The Decalogue allows the viewer an empathetic glimpse into the particular context of Communist Poland in the late 1980s while also addressing wide-ranging ethical questions of incredible intimacy. These filmic stories are weighty and uneasy to observe, the ethical topics complex and provocative. In Decalogue Eight, in a meta-commentary on the film(s), an ethics professor guides a classroom conversation about the dilemma raised in Decalogue Two, a question of whether or not a woman should have an abortion. It’s as if Kieslowski is inviting audience participation—these are not films to simply watch for entertainment (though they are certainly well-crafted and never boring), but films to discuss, which should bring about further ethical inquiry and theological enrichment. Kieslowski once stated, “If I had to formulate the message of my Decalogue, I’d say, ‘Live carefully, with your eyes open, and try not to cause pain.’” Just as the transcendent witness watches human interactions with eyes wide open, and just as Kieslowski’s camera peers into the lives of individual characters with intimate care, so The Decalogue prompts the viewer to observe their own world, both interior and exterior, with renewed ethical vision.

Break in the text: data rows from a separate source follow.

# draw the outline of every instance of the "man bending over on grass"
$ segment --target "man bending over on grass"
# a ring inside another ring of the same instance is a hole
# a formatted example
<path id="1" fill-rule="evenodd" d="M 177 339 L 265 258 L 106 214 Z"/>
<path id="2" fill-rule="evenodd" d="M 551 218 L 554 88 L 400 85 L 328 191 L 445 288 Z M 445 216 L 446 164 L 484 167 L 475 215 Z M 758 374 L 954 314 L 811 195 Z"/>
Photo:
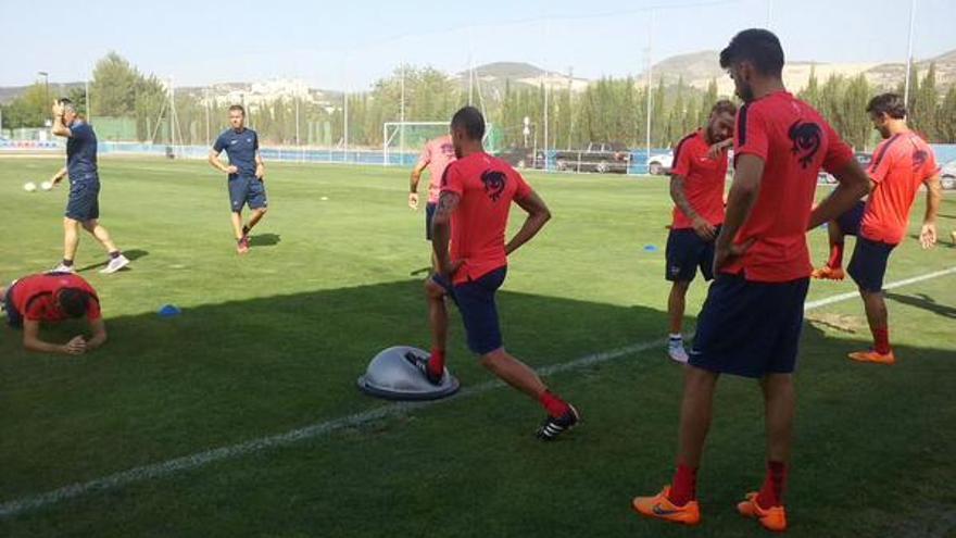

 William Jaworski, “Rules and Virtues: The Moral Insight of The Decalogue,” in Of Elephants and Toothaches: Ethics, Politics, and Religion in Krzysztof Kieslowski’s Decalogue, ed. Eva Badowska and Francesca Parmeggiani (New York: Fordham University Press, 2016), 15-16.
 Krzysztof Kieslowski, Kieslowski on Kieslowski, ed. Danusia Stok (London: Faber and Faber, 1993), 143.
 Kieslowski, 144.
 Kieslowski, 145.
 Kieslowski, 146.
 Badowska, 154.
 Kieslowski, 146.
 Badowska, 136.
 Annette Insdorf, Double Lives, Second Chances: The Cinema of Krzysztof Kieslowski (New York: Miramax Books, 1999), 124.